For nearly a decade until 2017, people in Nepal had to endure the uncertainty of frequent power-outages lasting up to 18 hours. Kulman Ghising was appointed as managing director of the Nepal Electricity Authority in 2016, and people expected improvement, but the task of pulling Nepal out of abject darkness was still an uphill task. Yet, within a year, there was a flicker of hope and that some stability had been restored concerning the long hours of load-shedding, which had virtually paralysed life. And the first few months of uninterrupted supply of electricity was quite disorienting for the vast majority who had been so used to living their life according to the power outage schedule provided by the Nepal Electricity Authority.
The rolling blackouts had altered the waking and sleeping hours of people, and any initial signs of stability or change to the existing lifestyle, however hopeful it seemed, were seen with suspicion; that, like most things in Nepal, all we are ever entitled to is endless hardship and suffering, and anything that eases our debilitating pain is usually short-lived. Take, for instance, the Melamchi water supply that took almost 26 years to complete but ended abruptly long before the damage caused by the monsoon. Such short-lived euphoria is something all Nepali people are pretty accustomed to, but can certainly do without.

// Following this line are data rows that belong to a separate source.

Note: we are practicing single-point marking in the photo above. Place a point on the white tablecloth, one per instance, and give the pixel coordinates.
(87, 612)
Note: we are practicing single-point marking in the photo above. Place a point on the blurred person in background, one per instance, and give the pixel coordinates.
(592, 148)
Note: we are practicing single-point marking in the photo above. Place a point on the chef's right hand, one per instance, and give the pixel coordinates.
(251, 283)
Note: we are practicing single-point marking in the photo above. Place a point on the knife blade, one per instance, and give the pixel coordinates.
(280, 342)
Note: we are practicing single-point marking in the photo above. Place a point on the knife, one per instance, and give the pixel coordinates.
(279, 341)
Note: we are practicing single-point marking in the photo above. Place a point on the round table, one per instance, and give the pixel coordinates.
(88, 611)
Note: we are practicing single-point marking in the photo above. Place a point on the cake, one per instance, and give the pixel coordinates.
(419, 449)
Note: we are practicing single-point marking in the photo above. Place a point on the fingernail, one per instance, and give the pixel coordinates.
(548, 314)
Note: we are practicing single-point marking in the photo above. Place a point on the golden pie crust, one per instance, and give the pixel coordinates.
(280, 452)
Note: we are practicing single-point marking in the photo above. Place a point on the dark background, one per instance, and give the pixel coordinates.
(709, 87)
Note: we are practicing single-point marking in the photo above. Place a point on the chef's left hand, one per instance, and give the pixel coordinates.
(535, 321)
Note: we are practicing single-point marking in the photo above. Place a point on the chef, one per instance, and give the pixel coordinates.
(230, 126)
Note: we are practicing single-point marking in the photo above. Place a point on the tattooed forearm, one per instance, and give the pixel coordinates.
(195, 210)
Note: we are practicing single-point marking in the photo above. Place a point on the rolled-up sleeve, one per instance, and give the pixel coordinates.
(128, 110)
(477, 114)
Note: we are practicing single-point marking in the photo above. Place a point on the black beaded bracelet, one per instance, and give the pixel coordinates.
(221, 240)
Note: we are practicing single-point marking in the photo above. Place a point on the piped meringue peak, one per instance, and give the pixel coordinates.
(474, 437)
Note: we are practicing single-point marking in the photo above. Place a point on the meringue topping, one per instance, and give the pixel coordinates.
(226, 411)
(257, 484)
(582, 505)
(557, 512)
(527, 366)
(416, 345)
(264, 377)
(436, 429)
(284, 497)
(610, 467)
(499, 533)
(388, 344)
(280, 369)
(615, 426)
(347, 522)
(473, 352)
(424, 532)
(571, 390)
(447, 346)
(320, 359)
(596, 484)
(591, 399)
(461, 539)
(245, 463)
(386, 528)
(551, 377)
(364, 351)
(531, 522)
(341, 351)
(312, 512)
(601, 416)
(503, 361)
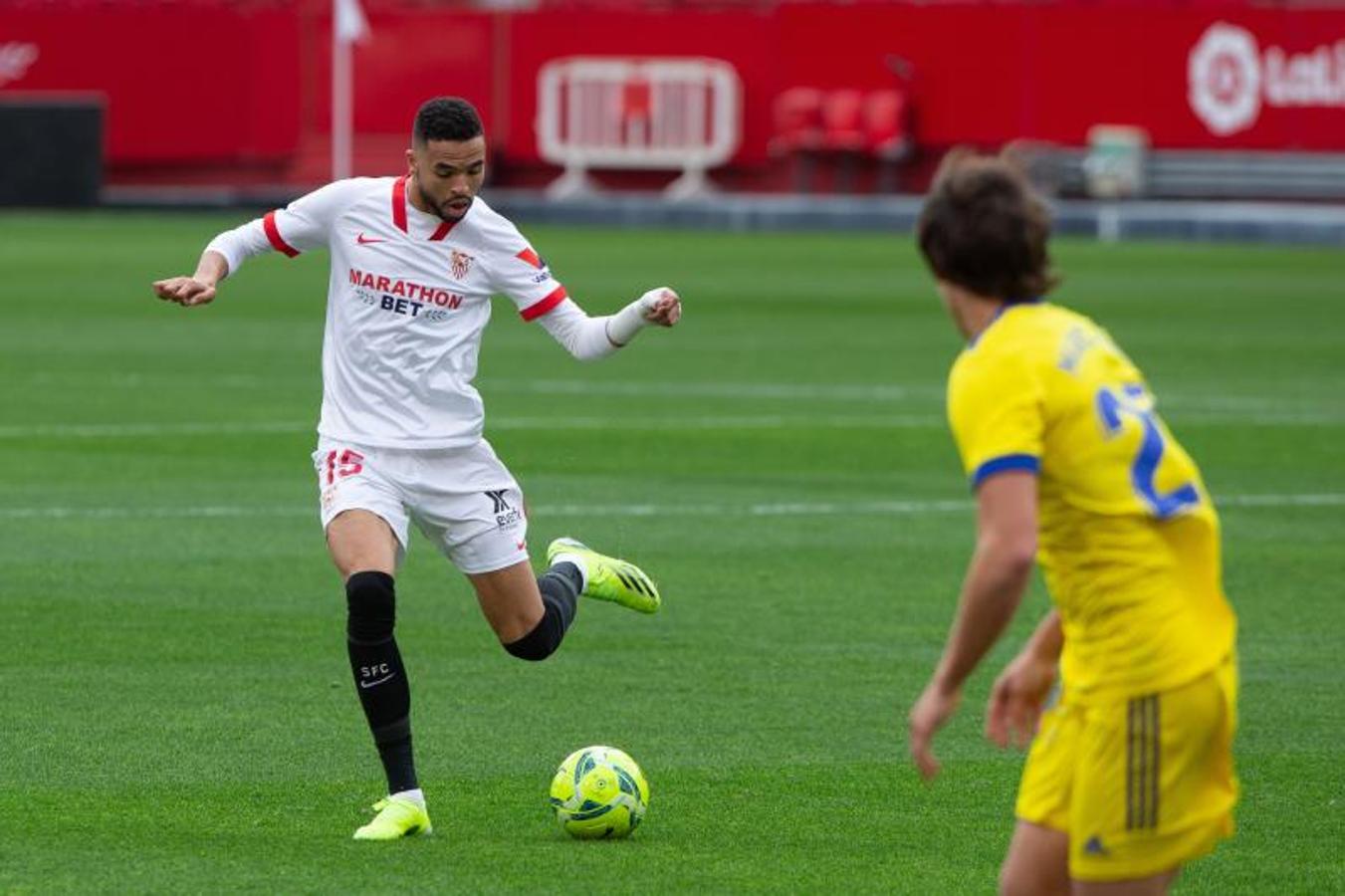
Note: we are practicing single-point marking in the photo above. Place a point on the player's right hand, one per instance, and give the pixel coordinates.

Fast forward to 2021, Nepal is now in a position to supply excess energy. So much so that the authorities are pushing people to consume more electricity in order to avoid wastage. The Electricity Regulatory Commission has even decided to slash the tariff effective from November 17. The push to encourage people to go electric is a welcome change. For far too long, we have been dependent and sometimes held hostage to supplies of gas and petroleum products from third nations, and to finally be in a position of self-sufficiency at a time when the world is hankering for green energy is both satisfying and assuring. Reliance on fossil fuels, if kept to a minimum, will be less burdensome on the country’s exchequer as well.
With two giant neighbours hungry for energy to fuel their economies, Nepal should not shy away from taking the mantle of being an energy provider. After persistent lobbying from Kathmandu, India, which suffers from chronic power shortages, has finally given the nod to allow Nepal to sell its surplus electricity. The Central Electricity Authority in India has decided to enable Nepal to sell 39 megawatts of electricity from the Trishuli Hydropower Project and the Devighat Hydropower Project. Albeit a small step, it is a step in the right direction.

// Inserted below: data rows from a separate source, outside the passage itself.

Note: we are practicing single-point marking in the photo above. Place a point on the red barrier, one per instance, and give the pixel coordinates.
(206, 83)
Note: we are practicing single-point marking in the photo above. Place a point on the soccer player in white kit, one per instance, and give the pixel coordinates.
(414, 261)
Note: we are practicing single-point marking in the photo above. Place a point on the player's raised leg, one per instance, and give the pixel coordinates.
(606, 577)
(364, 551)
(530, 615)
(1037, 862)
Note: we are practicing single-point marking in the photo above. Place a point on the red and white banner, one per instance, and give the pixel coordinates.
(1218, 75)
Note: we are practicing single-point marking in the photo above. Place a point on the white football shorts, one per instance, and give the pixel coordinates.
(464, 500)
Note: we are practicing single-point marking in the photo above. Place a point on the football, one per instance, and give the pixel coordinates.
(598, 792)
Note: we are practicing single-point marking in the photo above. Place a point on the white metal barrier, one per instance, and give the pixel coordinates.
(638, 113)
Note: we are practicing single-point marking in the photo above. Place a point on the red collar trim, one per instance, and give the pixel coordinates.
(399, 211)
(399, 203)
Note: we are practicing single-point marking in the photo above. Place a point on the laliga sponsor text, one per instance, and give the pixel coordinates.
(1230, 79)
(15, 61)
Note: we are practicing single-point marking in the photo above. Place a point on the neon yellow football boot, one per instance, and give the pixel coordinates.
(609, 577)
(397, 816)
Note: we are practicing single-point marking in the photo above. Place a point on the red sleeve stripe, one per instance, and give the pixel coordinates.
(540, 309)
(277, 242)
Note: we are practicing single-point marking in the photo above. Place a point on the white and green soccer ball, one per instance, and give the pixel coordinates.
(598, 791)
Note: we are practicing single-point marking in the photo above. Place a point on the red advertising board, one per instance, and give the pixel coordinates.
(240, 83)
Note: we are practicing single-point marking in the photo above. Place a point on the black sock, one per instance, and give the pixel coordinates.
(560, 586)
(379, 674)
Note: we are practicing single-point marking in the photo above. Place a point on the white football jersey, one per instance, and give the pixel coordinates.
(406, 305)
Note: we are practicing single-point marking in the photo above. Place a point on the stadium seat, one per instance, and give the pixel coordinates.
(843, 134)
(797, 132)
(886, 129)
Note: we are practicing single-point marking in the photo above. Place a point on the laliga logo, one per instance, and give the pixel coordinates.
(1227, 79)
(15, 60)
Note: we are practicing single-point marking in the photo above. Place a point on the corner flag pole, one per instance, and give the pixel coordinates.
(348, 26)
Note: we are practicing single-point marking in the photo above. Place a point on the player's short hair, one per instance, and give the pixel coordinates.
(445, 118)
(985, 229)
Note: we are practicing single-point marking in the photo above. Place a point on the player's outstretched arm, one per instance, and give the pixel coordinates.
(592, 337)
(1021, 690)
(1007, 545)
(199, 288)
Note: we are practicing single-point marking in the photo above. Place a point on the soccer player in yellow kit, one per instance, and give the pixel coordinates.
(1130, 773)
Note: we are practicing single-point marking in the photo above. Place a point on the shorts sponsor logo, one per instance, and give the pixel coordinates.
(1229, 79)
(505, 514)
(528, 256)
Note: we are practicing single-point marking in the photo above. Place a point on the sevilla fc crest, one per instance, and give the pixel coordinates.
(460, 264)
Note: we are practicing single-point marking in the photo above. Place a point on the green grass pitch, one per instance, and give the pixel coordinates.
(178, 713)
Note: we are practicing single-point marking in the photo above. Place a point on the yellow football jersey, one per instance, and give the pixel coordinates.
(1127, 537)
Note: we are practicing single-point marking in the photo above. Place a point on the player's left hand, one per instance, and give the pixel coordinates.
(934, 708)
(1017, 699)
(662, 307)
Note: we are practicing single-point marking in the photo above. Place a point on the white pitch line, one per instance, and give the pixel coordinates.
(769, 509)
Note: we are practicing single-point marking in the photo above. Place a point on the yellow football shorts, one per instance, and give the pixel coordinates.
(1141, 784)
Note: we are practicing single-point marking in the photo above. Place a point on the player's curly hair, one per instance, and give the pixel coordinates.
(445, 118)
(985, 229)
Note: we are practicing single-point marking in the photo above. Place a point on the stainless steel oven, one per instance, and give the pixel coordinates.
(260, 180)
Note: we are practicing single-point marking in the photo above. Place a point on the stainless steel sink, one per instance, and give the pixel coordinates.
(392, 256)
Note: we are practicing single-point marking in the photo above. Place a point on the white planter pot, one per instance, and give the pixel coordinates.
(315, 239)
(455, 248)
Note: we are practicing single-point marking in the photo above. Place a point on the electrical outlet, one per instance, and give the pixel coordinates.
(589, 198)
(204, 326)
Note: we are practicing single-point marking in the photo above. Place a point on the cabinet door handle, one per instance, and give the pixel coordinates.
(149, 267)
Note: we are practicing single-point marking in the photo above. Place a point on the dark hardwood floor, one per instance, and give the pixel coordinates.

With the recently concluded COP26, where nations have pledged to go green given the worsening climatic conditions, Nepal finds itself in an advantageous position to generate clean energy. And, people in Nepal should gradually be encouraged to go electric wherever possible, from household appliances to transport. With electric cars going mainstream worldwide, Nepal too could benefit immensely by upgrading its infrastructural facilities, that is, building charging points at regular intervals. The shift in the scenario comes at an opportune moment; let the radiance of Deepawali dispel the darkness within us all and be the guiding light to lead us to a better tomorrow.